Gemma exhaled a visible puff of air. “That’s it.”
“Aussies have some weird names for places, hey.”
“Oh my gosh, I know! I can’t figure out how to say most of them. It’s so embarrassing. I can say deoxyribonucleic acid but I can’t pronounce a place?”
Smart kid. Grinning, I swung my legs, the tips of my skis popping into view then disappearing over and over. “Ladies and gentlemen, we’re making our final approach to Easy Does It. Please ensure your luggage is stowed safely, hands inside the aircraft and I hope you’ve enjoyed flying with Aspen Air today.”
The smile I got from her started as you’re crazy but morphed into you’re weird. Both were true.
* * *
As well as being a smart kid, Gemma was a good kid—polite and friendly, interested in learning and with noticeable gains in confidence on each run. But she was shy and still a little reserved with me. Halfway through our three-hour lesson, up on The Village Trail, I settled away from people ripping down the mountain so we could take a breather. “Quick break to have a drink and a snack if you’ve got one. Clip out and sit down if you need to rest your legs, but no butt slides down the hill. That’s cheating.”
That got a small smile out of her. I pulled my boot heater remote from my pocket and thumbed the heat up.
“What’s that?” Gemma fumbled a small water bottle from inside her jacket.
I winked. “My remote controller. Just setting myself to relax mode. Can you remind me to turn myself back into instructor mode before we start up again?”
She grinned and leaned over to study the unit. “Thermic.” She mouthed the word a few times then asked, “Is that a heater?”

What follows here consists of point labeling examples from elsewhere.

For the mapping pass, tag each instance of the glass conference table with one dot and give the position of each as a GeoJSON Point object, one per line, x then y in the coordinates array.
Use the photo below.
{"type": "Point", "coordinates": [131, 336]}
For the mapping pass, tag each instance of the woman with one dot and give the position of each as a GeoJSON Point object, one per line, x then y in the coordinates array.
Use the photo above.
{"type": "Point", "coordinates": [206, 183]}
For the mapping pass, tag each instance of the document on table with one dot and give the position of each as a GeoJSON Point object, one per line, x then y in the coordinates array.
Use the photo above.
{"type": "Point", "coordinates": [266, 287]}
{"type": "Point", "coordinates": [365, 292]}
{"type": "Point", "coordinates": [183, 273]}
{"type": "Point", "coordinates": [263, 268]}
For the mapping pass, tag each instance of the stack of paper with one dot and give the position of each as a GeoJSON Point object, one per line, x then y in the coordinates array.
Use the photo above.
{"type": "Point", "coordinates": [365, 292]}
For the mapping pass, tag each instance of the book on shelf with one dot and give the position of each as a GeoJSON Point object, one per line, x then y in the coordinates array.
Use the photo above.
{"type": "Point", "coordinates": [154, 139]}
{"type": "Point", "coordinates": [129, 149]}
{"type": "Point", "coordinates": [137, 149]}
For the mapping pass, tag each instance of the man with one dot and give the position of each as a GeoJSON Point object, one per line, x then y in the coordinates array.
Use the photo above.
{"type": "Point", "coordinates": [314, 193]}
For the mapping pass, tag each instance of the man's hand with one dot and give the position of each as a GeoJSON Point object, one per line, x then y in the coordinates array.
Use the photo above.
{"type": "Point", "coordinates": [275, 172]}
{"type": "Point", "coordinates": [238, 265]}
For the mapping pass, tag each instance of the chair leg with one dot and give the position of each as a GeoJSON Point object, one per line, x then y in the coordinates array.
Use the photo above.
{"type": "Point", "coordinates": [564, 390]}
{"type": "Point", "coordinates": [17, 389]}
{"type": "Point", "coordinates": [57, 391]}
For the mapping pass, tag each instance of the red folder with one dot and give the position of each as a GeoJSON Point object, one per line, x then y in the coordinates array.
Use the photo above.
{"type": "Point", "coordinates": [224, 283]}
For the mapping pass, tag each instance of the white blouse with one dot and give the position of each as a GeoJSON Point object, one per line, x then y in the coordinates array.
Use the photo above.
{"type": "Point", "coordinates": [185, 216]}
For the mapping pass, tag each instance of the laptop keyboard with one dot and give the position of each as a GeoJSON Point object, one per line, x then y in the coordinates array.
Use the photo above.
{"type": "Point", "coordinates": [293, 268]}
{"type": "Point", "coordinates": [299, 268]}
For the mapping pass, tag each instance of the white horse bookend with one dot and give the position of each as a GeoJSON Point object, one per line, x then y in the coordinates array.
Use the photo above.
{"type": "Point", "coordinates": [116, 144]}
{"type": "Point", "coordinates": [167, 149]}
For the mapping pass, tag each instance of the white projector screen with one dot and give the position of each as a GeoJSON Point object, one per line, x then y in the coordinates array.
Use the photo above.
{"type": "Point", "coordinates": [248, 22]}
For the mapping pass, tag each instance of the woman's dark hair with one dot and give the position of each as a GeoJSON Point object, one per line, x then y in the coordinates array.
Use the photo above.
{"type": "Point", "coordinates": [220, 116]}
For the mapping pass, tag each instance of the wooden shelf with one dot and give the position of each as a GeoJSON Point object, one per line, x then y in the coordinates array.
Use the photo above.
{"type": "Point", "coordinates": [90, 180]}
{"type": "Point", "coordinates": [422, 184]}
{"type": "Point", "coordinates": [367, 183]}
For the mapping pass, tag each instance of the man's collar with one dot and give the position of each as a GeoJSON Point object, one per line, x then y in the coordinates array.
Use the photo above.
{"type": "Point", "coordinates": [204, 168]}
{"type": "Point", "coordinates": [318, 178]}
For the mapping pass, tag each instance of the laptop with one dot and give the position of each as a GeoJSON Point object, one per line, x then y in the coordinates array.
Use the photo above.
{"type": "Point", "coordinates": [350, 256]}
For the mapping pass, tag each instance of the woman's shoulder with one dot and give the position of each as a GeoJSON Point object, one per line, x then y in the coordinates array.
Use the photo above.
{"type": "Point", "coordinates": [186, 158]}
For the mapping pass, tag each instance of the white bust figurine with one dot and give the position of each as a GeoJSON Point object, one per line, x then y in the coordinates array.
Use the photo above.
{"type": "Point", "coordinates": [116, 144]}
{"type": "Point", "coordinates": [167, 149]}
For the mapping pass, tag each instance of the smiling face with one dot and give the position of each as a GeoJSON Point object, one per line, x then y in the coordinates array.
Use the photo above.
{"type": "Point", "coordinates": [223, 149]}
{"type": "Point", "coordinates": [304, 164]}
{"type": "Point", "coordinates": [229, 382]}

I nodded and unscrewed the cap from my water. “I don’t like having cold feet.” Without the heat radiating up to my ankles I wouldn’t even be able to walk at the end of the day unless I doped myself up. Taking daily painkillers wasn’t a habit I wanted to get into and most of the time my ankle pain was tolerable, background static really, so I just dealt with it.

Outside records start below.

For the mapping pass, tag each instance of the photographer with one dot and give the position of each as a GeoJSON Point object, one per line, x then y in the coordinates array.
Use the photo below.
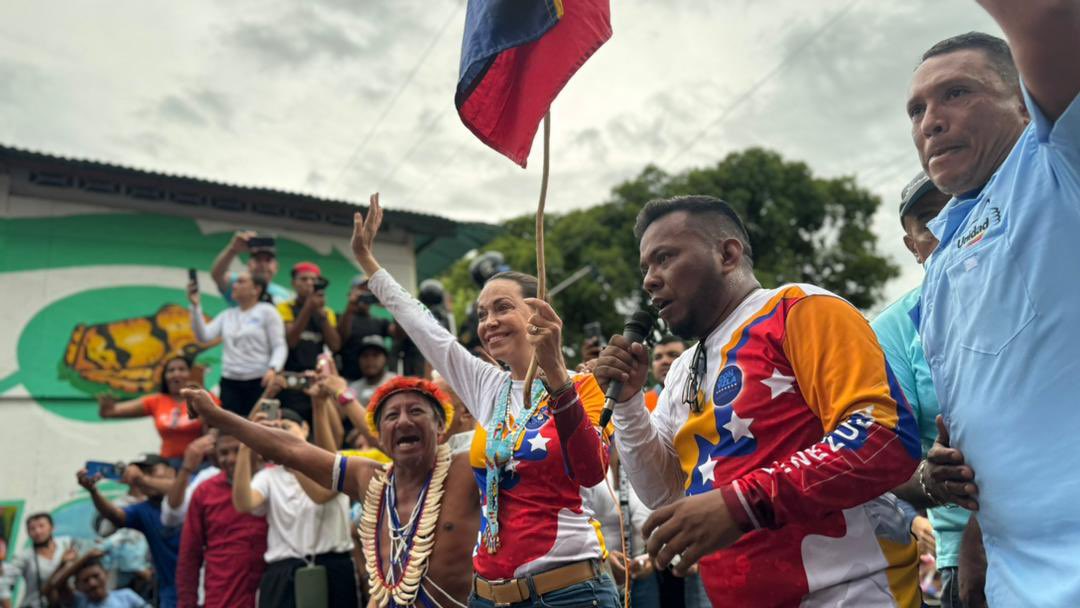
{"type": "Point", "coordinates": [153, 476]}
{"type": "Point", "coordinates": [91, 585]}
{"type": "Point", "coordinates": [358, 323]}
{"type": "Point", "coordinates": [310, 326]}
{"type": "Point", "coordinates": [261, 261]}
{"type": "Point", "coordinates": [169, 410]}
{"type": "Point", "coordinates": [36, 564]}
{"type": "Point", "coordinates": [253, 342]}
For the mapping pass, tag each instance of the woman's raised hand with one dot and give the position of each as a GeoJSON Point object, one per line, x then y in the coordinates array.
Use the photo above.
{"type": "Point", "coordinates": [364, 230]}
{"type": "Point", "coordinates": [544, 332]}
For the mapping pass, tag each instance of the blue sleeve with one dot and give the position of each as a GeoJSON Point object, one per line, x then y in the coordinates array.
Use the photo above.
{"type": "Point", "coordinates": [1063, 134]}
{"type": "Point", "coordinates": [892, 332]}
{"type": "Point", "coordinates": [228, 293]}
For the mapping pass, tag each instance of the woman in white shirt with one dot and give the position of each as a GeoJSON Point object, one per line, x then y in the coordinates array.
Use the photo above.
{"type": "Point", "coordinates": [253, 337]}
{"type": "Point", "coordinates": [308, 525]}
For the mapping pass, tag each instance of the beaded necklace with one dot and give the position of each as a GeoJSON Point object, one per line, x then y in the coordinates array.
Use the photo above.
{"type": "Point", "coordinates": [419, 535]}
{"type": "Point", "coordinates": [501, 441]}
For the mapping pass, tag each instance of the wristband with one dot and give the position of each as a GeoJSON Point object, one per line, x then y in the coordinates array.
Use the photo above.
{"type": "Point", "coordinates": [337, 475]}
{"type": "Point", "coordinates": [926, 488]}
{"type": "Point", "coordinates": [346, 396]}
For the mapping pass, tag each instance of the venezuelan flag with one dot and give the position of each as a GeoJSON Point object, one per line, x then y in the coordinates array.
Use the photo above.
{"type": "Point", "coordinates": [516, 56]}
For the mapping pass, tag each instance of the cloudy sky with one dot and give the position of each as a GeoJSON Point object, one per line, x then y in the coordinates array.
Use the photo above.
{"type": "Point", "coordinates": [342, 97]}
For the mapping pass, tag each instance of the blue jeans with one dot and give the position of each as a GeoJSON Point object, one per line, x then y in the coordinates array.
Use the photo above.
{"type": "Point", "coordinates": [597, 592]}
{"type": "Point", "coordinates": [696, 596]}
{"type": "Point", "coordinates": [644, 592]}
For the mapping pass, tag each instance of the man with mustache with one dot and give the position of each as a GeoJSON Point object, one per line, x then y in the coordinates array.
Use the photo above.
{"type": "Point", "coordinates": [777, 427]}
{"type": "Point", "coordinates": [997, 126]}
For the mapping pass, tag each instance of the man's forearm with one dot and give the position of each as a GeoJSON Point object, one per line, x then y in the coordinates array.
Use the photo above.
{"type": "Point", "coordinates": [329, 333]}
{"type": "Point", "coordinates": [651, 465]}
{"type": "Point", "coordinates": [295, 328]}
{"type": "Point", "coordinates": [345, 324]}
{"type": "Point", "coordinates": [153, 485]}
{"type": "Point", "coordinates": [1044, 39]}
{"type": "Point", "coordinates": [220, 267]}
{"type": "Point", "coordinates": [910, 491]}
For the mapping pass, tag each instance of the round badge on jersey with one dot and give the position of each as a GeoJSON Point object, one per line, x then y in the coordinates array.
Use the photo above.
{"type": "Point", "coordinates": [728, 384]}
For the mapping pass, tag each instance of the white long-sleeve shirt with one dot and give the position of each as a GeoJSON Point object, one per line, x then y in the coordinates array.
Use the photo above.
{"type": "Point", "coordinates": [173, 517]}
{"type": "Point", "coordinates": [254, 339]}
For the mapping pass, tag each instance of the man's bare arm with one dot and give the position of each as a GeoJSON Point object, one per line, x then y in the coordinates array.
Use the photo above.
{"type": "Point", "coordinates": [1044, 37]}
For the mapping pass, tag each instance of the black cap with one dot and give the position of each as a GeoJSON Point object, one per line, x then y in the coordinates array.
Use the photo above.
{"type": "Point", "coordinates": [373, 341]}
{"type": "Point", "coordinates": [914, 191]}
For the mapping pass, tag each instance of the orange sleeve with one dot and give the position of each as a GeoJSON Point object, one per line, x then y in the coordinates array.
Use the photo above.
{"type": "Point", "coordinates": [838, 364]}
{"type": "Point", "coordinates": [150, 404]}
{"type": "Point", "coordinates": [592, 400]}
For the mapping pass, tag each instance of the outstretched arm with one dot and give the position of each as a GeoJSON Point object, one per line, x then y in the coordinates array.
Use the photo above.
{"type": "Point", "coordinates": [109, 511]}
{"type": "Point", "coordinates": [1044, 38]}
{"type": "Point", "coordinates": [464, 373]}
{"type": "Point", "coordinates": [220, 267]}
{"type": "Point", "coordinates": [109, 407]}
{"type": "Point", "coordinates": [280, 446]}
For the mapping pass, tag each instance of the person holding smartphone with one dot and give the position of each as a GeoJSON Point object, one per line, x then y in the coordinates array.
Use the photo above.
{"type": "Point", "coordinates": [539, 541]}
{"type": "Point", "coordinates": [310, 328]}
{"type": "Point", "coordinates": [253, 341]}
{"type": "Point", "coordinates": [261, 261]}
{"type": "Point", "coordinates": [36, 564]}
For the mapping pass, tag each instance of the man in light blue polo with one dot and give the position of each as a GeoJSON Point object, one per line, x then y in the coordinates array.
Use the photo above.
{"type": "Point", "coordinates": [1000, 301]}
{"type": "Point", "coordinates": [921, 202]}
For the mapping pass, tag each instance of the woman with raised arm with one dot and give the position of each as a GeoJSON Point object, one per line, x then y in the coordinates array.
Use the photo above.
{"type": "Point", "coordinates": [253, 341]}
{"type": "Point", "coordinates": [538, 540]}
{"type": "Point", "coordinates": [169, 410]}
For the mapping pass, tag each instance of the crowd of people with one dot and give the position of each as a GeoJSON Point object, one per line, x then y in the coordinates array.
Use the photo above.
{"type": "Point", "coordinates": [774, 449]}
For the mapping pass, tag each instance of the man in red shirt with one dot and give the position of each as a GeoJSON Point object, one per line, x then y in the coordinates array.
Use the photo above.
{"type": "Point", "coordinates": [230, 543]}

After resting for a few minutes, I stood and offered her my hand. Some parents didn’t like the fact that instructors would take a five-minute break in the middle of a lesson they were paying for, and I didn’t know what sort of parents Gemma had. A short break seemed safer, and she was doing so well that I’d had an idea. “What do you say to something just a little trickier?”
“Do you think I can?”
“I know you can. When we get to the bottom, we’ll take a different path to get to another chairlift, okay? So don’t go zooming off without me.”

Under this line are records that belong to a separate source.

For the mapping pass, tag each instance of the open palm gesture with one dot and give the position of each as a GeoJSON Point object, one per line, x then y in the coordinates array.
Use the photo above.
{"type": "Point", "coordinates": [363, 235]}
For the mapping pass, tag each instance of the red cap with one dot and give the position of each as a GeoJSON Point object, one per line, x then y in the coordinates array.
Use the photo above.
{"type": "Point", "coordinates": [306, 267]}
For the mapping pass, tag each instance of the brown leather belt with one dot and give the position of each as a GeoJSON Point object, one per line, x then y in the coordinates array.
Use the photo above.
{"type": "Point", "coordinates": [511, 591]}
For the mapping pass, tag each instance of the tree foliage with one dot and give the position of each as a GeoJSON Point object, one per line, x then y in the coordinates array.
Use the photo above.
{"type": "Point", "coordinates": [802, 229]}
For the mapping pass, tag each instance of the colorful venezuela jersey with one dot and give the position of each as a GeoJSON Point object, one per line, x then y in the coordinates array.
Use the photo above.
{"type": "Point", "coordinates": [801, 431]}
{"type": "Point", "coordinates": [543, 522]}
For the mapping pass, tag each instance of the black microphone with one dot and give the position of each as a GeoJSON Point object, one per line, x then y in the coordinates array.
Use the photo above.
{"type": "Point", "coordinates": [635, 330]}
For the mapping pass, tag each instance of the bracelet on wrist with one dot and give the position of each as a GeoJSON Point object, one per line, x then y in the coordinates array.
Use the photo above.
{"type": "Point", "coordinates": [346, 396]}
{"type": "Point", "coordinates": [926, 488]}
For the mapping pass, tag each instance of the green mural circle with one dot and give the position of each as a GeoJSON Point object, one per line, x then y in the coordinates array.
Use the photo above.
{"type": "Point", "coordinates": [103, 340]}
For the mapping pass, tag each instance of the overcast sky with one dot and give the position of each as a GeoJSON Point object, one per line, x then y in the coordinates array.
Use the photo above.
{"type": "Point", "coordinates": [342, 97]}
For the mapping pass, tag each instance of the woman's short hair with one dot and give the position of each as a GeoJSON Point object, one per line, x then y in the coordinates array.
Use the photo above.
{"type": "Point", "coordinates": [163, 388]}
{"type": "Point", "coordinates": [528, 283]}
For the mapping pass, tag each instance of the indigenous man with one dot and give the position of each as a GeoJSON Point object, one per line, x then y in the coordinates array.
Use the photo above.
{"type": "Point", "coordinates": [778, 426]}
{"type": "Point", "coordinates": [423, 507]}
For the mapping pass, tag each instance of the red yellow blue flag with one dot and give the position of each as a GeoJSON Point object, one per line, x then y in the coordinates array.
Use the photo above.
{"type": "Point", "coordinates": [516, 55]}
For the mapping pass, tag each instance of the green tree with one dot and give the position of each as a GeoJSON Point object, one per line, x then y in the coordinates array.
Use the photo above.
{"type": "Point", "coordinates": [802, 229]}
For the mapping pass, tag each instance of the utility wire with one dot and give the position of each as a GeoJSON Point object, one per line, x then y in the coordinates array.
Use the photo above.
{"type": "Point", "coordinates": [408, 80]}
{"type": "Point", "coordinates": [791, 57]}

Once we’d made it down to the terminal and boarded the lift for her final run of the day, Gemma went quiet. Trying to distract her, I pointed out the alpine stream running under the chairlift, and a few of the animal tracks I’d learned to recognize. The scenery was unique—evergreen alpine eucalypts, all bending under the weight of the snow.
A flock of glossy black cockatoos flew by, and once they’d quietened down, I explained what they were. The large birds were hard to miss with their screeching which was thankfully less obnoxious than their white sulphur-crested cockatoo cousins. Gemma nodded, following their path across the sky and I could almost imagine her filing the information away.
We hopped onto another shorter lift to ride to the top of the new run. I was going to be cutting it close to get her back down by four p.m. “We’ll go left when we get off the lift.”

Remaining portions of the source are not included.